Definitions for orig_area, shape_leng and shape_area on 1930-2000 Tract Tiger 2008 GIS Files

Can you provide an easy-to-understand definition for the columns orig_are, shape_leng, and shape_area on the GIS files for the 1930-2000 Tract (Tiger 2008).

Can you also provide a definition for area_uncli?

The problem that I am having is that for each State - County I get multiple Tract numbers (see table below) and the only columns that could differentiate between them are those previously mentioned. But I do not know what they mean.
`
decade | statenam | nhgisnam | tract | orig_area | shape_leng | shape_area
1930 | California | Los Angeles | 100 | 59888907.27 | 42526.95182 | 59808492.52
1930 | California | Los Angeles | 200 | 42863501.55 | 31753.07723 | 42826617.37

What I eventually want to do with this information is to identify a city or a county subdivision, or latitude/longitude coordinates, or zipcodes. Is that even possible?

I read the answer on a previous topic about the unit of shape_area and shape_leng, but can you be more specific? Can I use the center point of the Shape Area to get latitude/longitude? If that is possible, Do you know a particular software that does that kind of transformation (can it be done with PostGIS)?

I also noticed that tract numbers are reused for each State - County pair (100, 200, etc), and the shape_area, orig_are, and shape_leng are the same for each Tract. That tells me that most likely I will not be able to get the lat/lon from those columns, but if that is true, perhaps do you know another way to get lat/lon, or county subdivisions, or zipcodes for 1930-2000 Tracts.

Any help on this would be greatly appreciated. Thank you!

Hi Ivan,

Based on your question, it seems as if you’re trying to compute the X and Y coordinates for the centroid of each census tract in the 1930-2000 shapefiles. Then, you want to use those coordinates (which you will convert to points) to determine the county subdivision/ZIP code tabulation area for each census tract (through some spatial overlay operation).

If you load the census tracts into PostGIS, I believe you can use the ST_Centroid function to determine the X and Y coordinates for the center of tract. Then, if you download the county subdivision or ZIP code tabulation areas from NHGIS (we have county subdivisions for 1980 - present and ZIP code tabulations areas from 2000 - present), you can overlay the X and Y coordinates to determine the county subdivision or ZIP code tabulation area for each tract. I don’t use Postgis, but I assume there is a spatial overlay that will accomplish that goal.

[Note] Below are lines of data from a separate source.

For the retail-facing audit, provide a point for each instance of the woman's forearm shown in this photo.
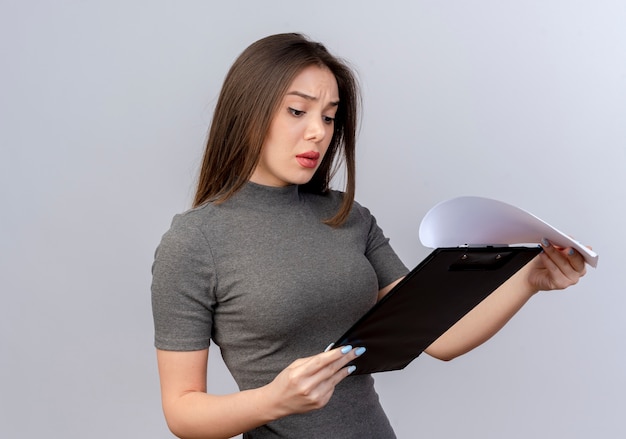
(486, 319)
(201, 415)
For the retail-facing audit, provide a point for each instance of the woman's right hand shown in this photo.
(308, 383)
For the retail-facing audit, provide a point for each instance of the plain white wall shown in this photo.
(104, 107)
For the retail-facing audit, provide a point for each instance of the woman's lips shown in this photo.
(308, 159)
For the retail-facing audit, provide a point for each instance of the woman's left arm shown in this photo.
(554, 269)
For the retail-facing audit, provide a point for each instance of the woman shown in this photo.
(272, 265)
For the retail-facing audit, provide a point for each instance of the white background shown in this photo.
(104, 107)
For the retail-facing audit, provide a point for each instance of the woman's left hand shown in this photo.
(556, 268)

If you download the county subdivision or ZIP code tabulation area shapefiles from NHGIS, they are all in the same coordinate system (USA Albers Equal Area Contiguous). Thus, you won’t need to convert the features to a geographic coordinate system to get the latitude/longitude for the X and Y coordinates. If you need the latitude/longitude coordinates, you will need to use the ST_Transform function to convert the census tracts (and county subdivisions and ZIP code tabulation areas) to latitude/longitude coordinates. Then, you can use the ST_Centroid function to calculate the X and Y coordinates for the centroids in latitude/longitude.

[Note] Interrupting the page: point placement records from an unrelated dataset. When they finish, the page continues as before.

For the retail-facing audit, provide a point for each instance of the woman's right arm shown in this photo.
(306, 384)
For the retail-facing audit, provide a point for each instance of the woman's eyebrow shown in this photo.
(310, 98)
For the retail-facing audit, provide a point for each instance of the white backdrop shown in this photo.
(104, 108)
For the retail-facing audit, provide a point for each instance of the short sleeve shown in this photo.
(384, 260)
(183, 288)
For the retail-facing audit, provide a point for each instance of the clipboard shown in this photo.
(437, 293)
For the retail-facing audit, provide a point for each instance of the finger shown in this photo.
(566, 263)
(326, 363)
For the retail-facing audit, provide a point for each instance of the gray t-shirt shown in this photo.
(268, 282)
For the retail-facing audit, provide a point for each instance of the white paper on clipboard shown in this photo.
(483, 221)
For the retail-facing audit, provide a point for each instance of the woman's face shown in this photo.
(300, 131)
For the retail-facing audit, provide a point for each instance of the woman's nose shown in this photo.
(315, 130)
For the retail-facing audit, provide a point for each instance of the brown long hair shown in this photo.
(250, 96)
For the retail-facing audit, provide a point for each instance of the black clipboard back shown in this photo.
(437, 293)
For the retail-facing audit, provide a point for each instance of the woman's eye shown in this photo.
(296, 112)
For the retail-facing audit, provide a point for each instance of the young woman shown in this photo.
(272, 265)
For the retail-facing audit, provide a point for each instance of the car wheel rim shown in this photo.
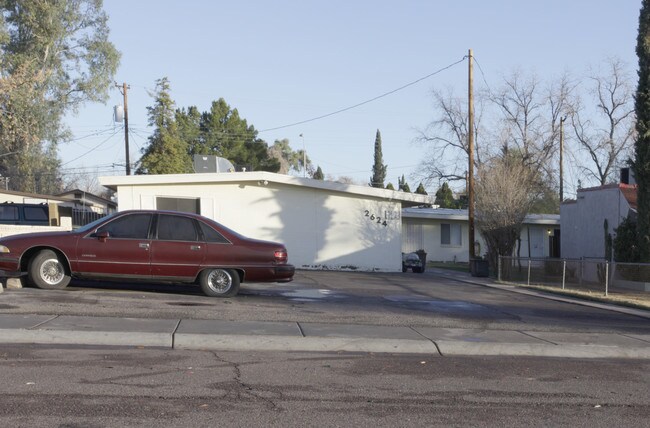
(219, 281)
(52, 271)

With respect to the attributes you’ve listed, they mean:

shape_leng - the length of the perimeter of the census tract, in meters (computed after we erase the coastal water from census tracts)

shape_area - the area of the census tract, in square meters (computed after we erase the coastal water from census tracts)

orig_area - the area of the census tract, in square meters, of the unclipped polygon (before we erase out the coastal water)

area_uncli is supposed to be the same as the shape_area, but it looks like that isn’t always the case. I don’t know why that’s the case!

I hope this helps answer your question!

Dave Van Riper
IPUMS NHGIS

1 Like

Dave,

Thank you very much for the fast reply and for the clear description of the process. I will take a look at the centroids, convert them to points, and use the ST_Centroid function to find the center of the tracts. Then I will use those coordinates to get the Latitude and Longitudes.

I am not sure if it is a good idea to attach zip codes to the tract and county data since the zip code system was implemented in 1963 and I do not know if county subdivisions have changed (substantially) between 1930 and 1980. Since you know how the tract and county data has been created, does it make sense to use together more recent zip codes (2000) and county subdivisions (1980) with “older data” (1930-1980), or that is just an aberration that could possibly result in faulty data?

Thank you again, this was very helpful!

Best!

Ivan

Hi Ivan,

I would need to know a little bit more about what you’re trying to do with the older tract/county data and the more recent ZIP codes and county subdivisions to answer your question. Are you trying to aggregate census tracts together from 1930-1980 to approximate ZIP codes or county subdivision?

If you can provide more context, I can provide a more concrete answer!

Dave

Dear Dave,

Thank you for the time invested in these questions.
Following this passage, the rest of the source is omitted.